Why I have backups

why-i-have-backups

Sven Vermeulen Thu 30 December 2010

You often read stories about people who have data loss and did not keep any (recent) backups, and are now fully equipped with a state-of-the-art backup mechanism. So no - no such failure story here but an example why backups are important.

Yesterday I had a vicious RAID/LVM failure. Due to my expeditions in the world of SELinux, for some odd reason when I booted with SELinux enforcing on, my RAID-1 where an LVM volume group (with /usr, /var, /opt and /home) was hosted (coincidentally the only RAID-1 with 1.2 metadata version, the others are at 0.90) suddenly decided to split itself into two (!) degraded RAID-1 systems: /dev/md126 and /dev/md127. During detection, LVM found two devices (the two RAID metadevices) but with the same meta data on it (same physical volume signature), so randomly picked one as its physical volume.

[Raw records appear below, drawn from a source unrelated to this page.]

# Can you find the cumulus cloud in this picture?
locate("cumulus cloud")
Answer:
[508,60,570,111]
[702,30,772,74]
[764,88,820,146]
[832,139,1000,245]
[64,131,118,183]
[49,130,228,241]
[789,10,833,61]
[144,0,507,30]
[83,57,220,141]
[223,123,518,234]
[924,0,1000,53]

Found duplicate PV Lgrl5nNfenRUg9bIwM20q1hfMrWylyyL: using /dev/md126 not /dev/md127

Result: after a few reboots (no, I didn't notice it at first - why would I, everything seemed to work well so I didn't look at the dmesg output) I started noticing that changes I made were suddenly gone (for instance, ebuild updates that I made) which almost immediately triggers for me a "remount read-only, check logs and take emergency backup"-adrenaline surge. And then I noticed that there were I/O errors in my logs, together with the previously mentioned error message. So I quickly made an emergency backup of my most critical file system locations (/home as well as /etc and some files in var) and then tried to fix the problem (without having to reinstall everything).

The first thing I did - and that might have been the trigger for real pandemonium - was to try and found out which RAID (md126 or md127) is being used. The vgdisplay and other commands showed me that only md127 was used at that time. Also, /proc/mdstats showed that md126 was in a auto read-only state, meaning it wasn't touched since my system booted. So I decided to drop md126 and add its underlying partitions to the md127 RAID device. Once added, I would expect that the degraded array would start syncing, but no: the moment the partition was added, the RAID was shown to be fully operational.

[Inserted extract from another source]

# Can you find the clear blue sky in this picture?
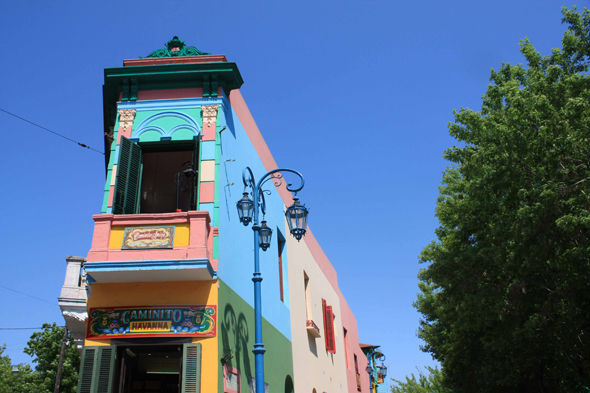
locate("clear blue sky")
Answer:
[0,0,576,384]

So I rebooted my system, only to find out it couldn't mount md127. File system checks, duplicate inodes, deleted blocks, the whole shebang. Even running multiple fsck -y commands didn't help. The volume group was totally corrupted and my system almost totally gone. At that time, it was around 1am and knowing I wouldn't be able to sleep before my system is back operational - and knowing that I cannot sleep long as my daughter will wake up at her usual hour - I decided to remove the array, recreate it and pull back my original backup (not the one I just took as it might already have corrupted files). As I take daily backups (they are made at 6 o'clock or during first boot, whatever comes first) I quickly had most of my /home recovered (the backup doesn't take caches, git/svn/cvs snapshots etc. into account). A quick delta check between the newly restored /home and the backup I took yielded a few files which I have changed since, so those were recovered as well. But it also showed lost changes, lost files and just corrupted files so I'm glad I have my original backups.

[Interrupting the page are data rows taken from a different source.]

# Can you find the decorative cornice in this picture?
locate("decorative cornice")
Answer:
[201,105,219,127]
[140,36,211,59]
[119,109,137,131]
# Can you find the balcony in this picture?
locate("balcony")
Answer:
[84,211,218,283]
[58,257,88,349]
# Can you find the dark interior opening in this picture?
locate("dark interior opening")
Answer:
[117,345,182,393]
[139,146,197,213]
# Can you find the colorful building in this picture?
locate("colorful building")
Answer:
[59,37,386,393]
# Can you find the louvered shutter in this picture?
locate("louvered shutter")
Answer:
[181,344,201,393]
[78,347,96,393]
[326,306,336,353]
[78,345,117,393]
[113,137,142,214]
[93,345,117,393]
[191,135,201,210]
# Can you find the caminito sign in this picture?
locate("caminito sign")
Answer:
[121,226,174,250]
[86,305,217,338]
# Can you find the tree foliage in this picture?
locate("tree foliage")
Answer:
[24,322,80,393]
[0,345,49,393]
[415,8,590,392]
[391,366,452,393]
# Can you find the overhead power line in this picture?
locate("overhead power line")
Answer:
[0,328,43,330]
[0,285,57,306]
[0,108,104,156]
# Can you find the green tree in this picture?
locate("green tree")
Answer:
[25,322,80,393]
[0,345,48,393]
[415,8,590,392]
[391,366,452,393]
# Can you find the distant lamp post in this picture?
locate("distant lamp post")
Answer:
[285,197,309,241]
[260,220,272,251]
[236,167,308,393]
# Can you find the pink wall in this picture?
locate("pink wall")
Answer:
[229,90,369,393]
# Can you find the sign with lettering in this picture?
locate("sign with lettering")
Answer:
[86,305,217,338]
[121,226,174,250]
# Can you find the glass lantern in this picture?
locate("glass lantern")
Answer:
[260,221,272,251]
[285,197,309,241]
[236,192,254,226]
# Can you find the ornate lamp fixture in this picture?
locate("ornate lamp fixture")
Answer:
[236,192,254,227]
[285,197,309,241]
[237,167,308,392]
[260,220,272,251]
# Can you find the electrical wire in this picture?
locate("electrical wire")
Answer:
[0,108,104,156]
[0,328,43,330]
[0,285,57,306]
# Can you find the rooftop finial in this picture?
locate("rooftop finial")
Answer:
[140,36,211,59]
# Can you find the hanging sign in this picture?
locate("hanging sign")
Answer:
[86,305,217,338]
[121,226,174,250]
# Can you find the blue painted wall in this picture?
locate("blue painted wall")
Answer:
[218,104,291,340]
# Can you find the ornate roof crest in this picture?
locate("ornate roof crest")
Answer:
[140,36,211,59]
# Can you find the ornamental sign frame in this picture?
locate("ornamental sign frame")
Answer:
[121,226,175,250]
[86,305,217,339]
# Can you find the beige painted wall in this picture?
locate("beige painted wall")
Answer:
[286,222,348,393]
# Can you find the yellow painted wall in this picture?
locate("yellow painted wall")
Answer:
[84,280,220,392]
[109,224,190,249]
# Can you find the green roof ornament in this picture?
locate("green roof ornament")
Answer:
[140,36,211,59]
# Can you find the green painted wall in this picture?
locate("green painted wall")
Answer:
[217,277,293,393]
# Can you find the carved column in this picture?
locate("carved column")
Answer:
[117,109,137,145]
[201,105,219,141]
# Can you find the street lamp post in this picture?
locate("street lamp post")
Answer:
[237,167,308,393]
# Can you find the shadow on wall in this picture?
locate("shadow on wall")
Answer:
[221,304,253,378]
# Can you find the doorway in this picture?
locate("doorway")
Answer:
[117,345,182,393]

I don't take backups of my /usr as it is only a system-rebuild away. As /etc wasn't corrupted, I recovered my /var, threw in a Gentoo stage snapshot (but not the full tarball as that would overwrite clean files) and ran a emerge -pe world --keep-going.

When I woke up, my system was almost fully recovered with only a few failed installs - which were identified and fixed in the next hour.

Knowing that my backup system is rudimentary (an rsync command which uses hardlinks for incremental updates towards a second system plus a secure file upload to a remote system for really important files) I was quite happy to have only lost a few changes which I neglected to commit/push. So, what did I learn?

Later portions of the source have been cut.